Three developmental psychologists will discuss common parenting challenges with constructive strategies to support children’s social, cognitive, and emotional adjustment. Dr. Shayla Holub will share strategies for how to turn children’s sometimes candid observations about what others look like into meaningful conversations about accepting others and celebrating differences. Next, Dr. Candice Mills will discuss how to handle tricky and sometimes exhausting questions from children, with a focus on ways to help children develop their critical thinking skills. Finally, Dr. Jackie Nelson will close with a discussion on children’s negative emotions and how parents can navigate those big feelings, even when they occur in the context of parent-child conflict.
February 22, 2019
“A Relational Health Perspective on Early Development”
Evidence highlights the role of sensitive and responsive parenting for supporting children’s development. And while parents’ (and other caregivers’) behavior impacts children, children also impact the experience of parenting, including caregivers’ own development and well-being. In this lecture, Dr. Frosch will share findings from recent collaborations on relational health and parent-child emotional connection. Innovations in assessment and screening for early relational health, as well as implications for practice will be discussed.
March 1, 2019
“Dads and Their Kids: The Role of Positive Father-Child Relationships for Early Development”.
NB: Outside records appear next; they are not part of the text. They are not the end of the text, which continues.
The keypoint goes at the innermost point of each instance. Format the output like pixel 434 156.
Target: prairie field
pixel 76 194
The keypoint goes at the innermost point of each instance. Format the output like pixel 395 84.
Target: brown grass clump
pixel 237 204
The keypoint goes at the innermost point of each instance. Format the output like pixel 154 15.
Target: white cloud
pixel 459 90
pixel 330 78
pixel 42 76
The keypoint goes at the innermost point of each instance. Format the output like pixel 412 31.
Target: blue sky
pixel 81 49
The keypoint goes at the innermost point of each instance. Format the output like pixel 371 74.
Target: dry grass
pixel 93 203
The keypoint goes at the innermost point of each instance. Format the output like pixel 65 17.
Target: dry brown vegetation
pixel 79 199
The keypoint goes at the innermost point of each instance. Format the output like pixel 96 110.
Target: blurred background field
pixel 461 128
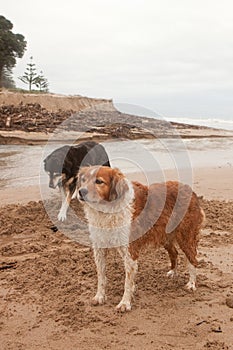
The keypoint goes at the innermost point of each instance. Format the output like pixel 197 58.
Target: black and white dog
pixel 63 164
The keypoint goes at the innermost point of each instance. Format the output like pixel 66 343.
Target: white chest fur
pixel 110 228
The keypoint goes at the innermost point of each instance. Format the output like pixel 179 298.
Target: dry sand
pixel 47 281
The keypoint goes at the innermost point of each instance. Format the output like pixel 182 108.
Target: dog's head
pixel 53 168
pixel 101 185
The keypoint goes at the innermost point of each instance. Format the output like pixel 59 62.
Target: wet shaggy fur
pixel 129 216
pixel 63 164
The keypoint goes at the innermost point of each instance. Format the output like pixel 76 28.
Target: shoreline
pixel 213 183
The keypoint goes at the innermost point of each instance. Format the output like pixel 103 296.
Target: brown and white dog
pixel 128 216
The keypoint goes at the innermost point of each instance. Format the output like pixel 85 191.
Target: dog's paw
pixel 61 216
pixel 98 300
pixel 171 273
pixel 124 306
pixel 191 286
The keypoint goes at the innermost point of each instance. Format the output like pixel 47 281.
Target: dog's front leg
pixel 131 268
pixel 66 198
pixel 100 257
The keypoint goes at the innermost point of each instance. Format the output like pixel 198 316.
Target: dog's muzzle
pixel 51 184
pixel 82 193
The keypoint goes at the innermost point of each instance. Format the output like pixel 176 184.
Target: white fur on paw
pixel 74 195
pixel 61 216
pixel 191 286
pixel 171 273
pixel 98 300
pixel 124 306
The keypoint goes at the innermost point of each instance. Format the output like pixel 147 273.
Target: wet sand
pixel 210 182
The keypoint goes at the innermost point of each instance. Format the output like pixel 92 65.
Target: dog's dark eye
pixel 99 182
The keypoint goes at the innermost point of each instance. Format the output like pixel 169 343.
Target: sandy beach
pixel 48 279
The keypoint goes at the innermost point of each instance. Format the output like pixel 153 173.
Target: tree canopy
pixel 12 46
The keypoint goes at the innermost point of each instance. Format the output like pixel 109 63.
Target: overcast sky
pixel 172 56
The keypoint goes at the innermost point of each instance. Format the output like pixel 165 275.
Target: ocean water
pixel 218 123
pixel 22 165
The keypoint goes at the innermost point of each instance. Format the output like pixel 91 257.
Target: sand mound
pixel 47 281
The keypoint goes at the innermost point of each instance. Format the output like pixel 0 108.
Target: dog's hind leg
pixel 66 198
pixel 100 257
pixel 131 268
pixel 189 247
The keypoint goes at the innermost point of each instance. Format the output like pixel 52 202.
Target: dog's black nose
pixel 82 192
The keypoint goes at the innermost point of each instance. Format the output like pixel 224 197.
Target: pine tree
pixel 41 82
pixel 12 46
pixel 7 78
pixel 30 76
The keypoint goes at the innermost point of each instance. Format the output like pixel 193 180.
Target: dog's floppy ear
pixel 119 185
pixel 79 175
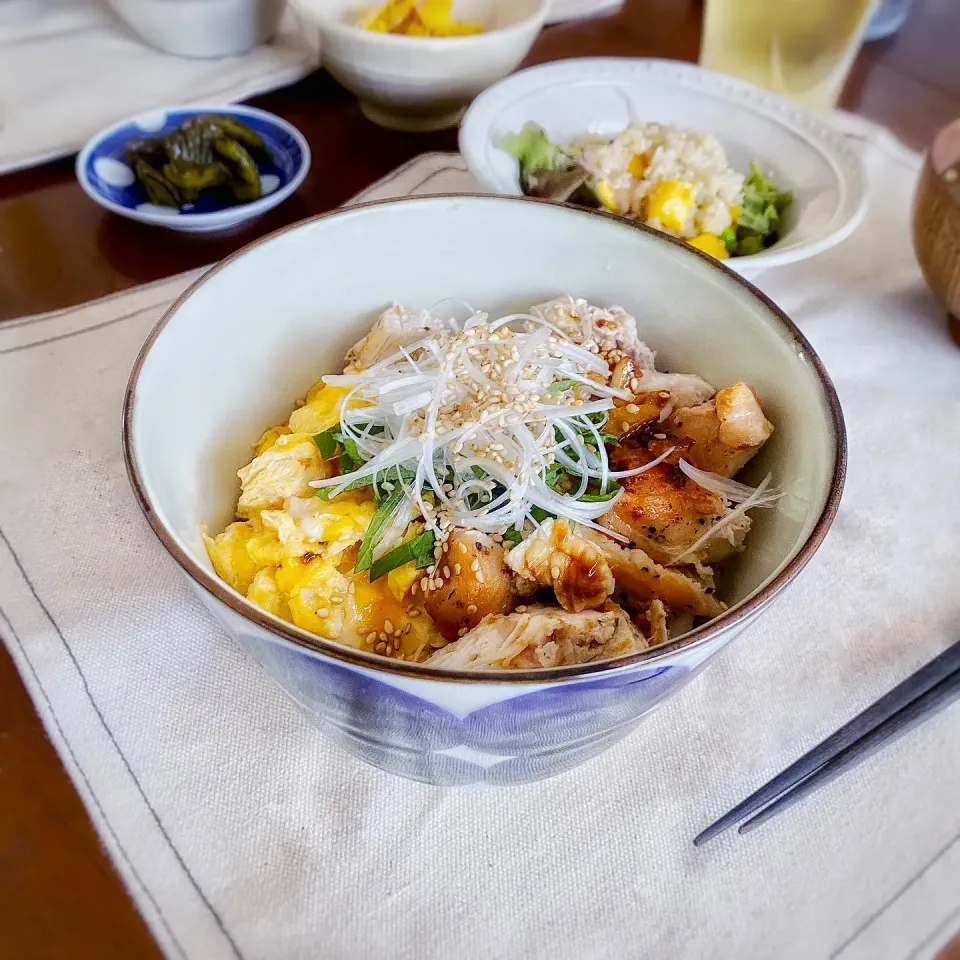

The importance of fathers for the healthy development of children is often overlooked, and African American and Latino low-income fathers, in particular, are often painted as absent and uninvolved. Dr. Caughy will present findings from a longitudinal study of African American and Latino low-income children from the Dallas area that highlight the unique relationships between fathers and children and how these relationships support healthy development. Implications of these findings for designing early intervention approaches that can support positive fathering will be discussed.